TThe Lanchester Submachine Gun,
In 1940, in the early years of World War II the British Royal Air Force decided it wanted it’s own submachine gun for air field defense. Since Britain was in the midst of war and the evacuation of Dunkirk had occurred not long ago, there really was not the time or resources to design and produce a new weapon. Thus designers decided to simply copy a tried and true design, a German submachine gun called the MP-28 designed by Hugo Schmeisser. Named after George Herbert Lanchester of the Stirling Armaments Company, the Lanchester was quite different from the Sten. Whereas the Sten was produced to be an economical weapon utilizing stamped sheet metal parts, the Lanchester was well made utilizing a carefully machined action and breech block. One feature of the Lanchester that stands out is its brass magazine housing. It also featured a bayonet mount and a heavy stock which utilizing shortened stocks from Lee Enfield bolt action rifles.

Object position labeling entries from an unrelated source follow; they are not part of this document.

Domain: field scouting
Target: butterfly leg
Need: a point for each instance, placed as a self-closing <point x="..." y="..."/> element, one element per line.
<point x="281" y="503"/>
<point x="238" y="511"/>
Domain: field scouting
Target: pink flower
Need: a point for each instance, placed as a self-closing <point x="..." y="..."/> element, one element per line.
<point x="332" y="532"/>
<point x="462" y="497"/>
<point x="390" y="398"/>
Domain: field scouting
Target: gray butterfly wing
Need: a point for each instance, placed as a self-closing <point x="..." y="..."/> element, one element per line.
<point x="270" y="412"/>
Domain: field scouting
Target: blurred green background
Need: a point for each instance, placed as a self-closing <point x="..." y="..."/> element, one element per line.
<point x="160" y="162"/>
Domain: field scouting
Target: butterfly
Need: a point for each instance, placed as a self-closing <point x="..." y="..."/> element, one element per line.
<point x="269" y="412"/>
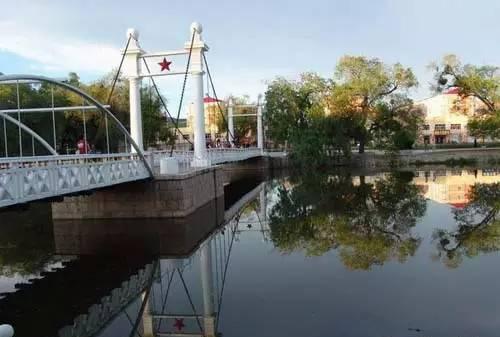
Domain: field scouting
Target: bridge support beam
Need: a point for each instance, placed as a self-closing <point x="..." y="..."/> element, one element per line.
<point x="230" y="120"/>
<point x="132" y="72"/>
<point x="199" y="47"/>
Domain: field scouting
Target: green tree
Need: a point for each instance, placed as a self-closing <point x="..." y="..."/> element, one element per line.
<point x="297" y="114"/>
<point x="243" y="125"/>
<point x="366" y="89"/>
<point x="368" y="223"/>
<point x="476" y="82"/>
<point x="478" y="227"/>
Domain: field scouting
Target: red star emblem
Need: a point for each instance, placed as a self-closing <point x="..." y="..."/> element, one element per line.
<point x="179" y="324"/>
<point x="165" y="65"/>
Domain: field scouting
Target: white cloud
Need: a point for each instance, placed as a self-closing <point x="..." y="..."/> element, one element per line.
<point x="56" y="52"/>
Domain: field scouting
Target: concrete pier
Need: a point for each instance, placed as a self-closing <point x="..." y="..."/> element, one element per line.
<point x="166" y="196"/>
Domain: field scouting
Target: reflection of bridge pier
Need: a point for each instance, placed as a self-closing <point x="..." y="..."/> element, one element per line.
<point x="123" y="257"/>
<point x="207" y="288"/>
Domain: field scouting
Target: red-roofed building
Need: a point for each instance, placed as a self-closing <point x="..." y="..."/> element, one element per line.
<point x="446" y="117"/>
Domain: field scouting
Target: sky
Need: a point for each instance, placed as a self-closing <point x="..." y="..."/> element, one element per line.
<point x="251" y="42"/>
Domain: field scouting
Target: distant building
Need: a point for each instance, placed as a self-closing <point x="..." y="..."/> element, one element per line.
<point x="213" y="116"/>
<point x="446" y="117"/>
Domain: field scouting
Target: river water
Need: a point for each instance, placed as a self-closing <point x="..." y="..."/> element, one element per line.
<point x="389" y="254"/>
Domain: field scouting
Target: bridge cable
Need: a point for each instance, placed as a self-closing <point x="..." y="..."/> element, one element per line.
<point x="145" y="300"/>
<point x="183" y="87"/>
<point x="229" y="133"/>
<point x="219" y="305"/>
<point x="5" y="137"/>
<point x="190" y="299"/>
<point x="110" y="95"/>
<point x="164" y="305"/>
<point x="19" y="119"/>
<point x="169" y="115"/>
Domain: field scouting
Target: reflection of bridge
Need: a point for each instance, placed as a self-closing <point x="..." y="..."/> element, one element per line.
<point x="46" y="174"/>
<point x="101" y="292"/>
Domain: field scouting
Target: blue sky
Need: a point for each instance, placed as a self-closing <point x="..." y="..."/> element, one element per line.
<point x="251" y="41"/>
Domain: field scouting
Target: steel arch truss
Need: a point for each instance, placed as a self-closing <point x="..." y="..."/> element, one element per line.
<point x="81" y="93"/>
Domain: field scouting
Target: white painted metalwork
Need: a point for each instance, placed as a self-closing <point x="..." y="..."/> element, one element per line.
<point x="22" y="126"/>
<point x="33" y="178"/>
<point x="215" y="156"/>
<point x="55" y="109"/>
<point x="100" y="314"/>
<point x="86" y="97"/>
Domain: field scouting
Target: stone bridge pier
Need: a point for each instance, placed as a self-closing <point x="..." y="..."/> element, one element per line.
<point x="162" y="197"/>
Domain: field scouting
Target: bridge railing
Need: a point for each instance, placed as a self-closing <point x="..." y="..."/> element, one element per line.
<point x="215" y="156"/>
<point x="44" y="161"/>
<point x="32" y="178"/>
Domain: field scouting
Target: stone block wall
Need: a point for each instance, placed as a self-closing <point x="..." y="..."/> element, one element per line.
<point x="163" y="197"/>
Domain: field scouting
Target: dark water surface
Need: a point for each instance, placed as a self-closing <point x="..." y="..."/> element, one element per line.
<point x="386" y="255"/>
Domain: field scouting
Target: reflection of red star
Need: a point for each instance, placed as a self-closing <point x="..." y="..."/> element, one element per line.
<point x="165" y="65"/>
<point x="179" y="324"/>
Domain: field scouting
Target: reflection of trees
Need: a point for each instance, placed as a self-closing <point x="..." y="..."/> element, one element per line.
<point x="369" y="223"/>
<point x="26" y="242"/>
<point x="478" y="227"/>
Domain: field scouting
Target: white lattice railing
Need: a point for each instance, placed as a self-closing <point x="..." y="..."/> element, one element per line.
<point x="215" y="156"/>
<point x="32" y="178"/>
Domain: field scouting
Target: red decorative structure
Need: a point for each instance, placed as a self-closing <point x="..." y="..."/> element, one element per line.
<point x="179" y="324"/>
<point x="165" y="65"/>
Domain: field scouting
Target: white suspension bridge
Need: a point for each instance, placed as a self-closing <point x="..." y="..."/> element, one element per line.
<point x="45" y="173"/>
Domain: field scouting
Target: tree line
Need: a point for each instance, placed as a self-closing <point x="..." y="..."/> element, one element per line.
<point x="367" y="102"/>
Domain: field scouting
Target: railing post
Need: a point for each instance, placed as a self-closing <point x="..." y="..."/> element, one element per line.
<point x="133" y="70"/>
<point x="199" y="47"/>
<point x="230" y="120"/>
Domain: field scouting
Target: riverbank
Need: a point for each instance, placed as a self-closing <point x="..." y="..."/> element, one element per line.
<point x="418" y="158"/>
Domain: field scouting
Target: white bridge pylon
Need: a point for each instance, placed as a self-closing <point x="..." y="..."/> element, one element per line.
<point x="135" y="56"/>
<point x="230" y="120"/>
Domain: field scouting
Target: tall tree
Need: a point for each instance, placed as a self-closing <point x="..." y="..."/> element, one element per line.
<point x="368" y="223"/>
<point x="364" y="87"/>
<point x="476" y="82"/>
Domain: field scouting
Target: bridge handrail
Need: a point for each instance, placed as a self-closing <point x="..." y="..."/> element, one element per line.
<point x="80" y="92"/>
<point x="41" y="161"/>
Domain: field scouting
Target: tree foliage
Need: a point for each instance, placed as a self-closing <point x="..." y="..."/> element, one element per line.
<point x="476" y="82"/>
<point x="376" y="94"/>
<point x="366" y="100"/>
<point x="368" y="223"/>
<point x="478" y="227"/>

The Lanchester used either 32 or 50 round detachable magazines and was chambered for 9mm Luger. They were produced in two models, the Mk.1 and the Mk.1*. The Mk1* was a simplified version of the Mk1, with simpler sights and lacking a selector switch (thus it was fully automatic only). Roughly 96,000 were produced, most of which were issued to the Royal Navy and Royal Canadian Navy. A number were also issued to the Royal Air Force as well.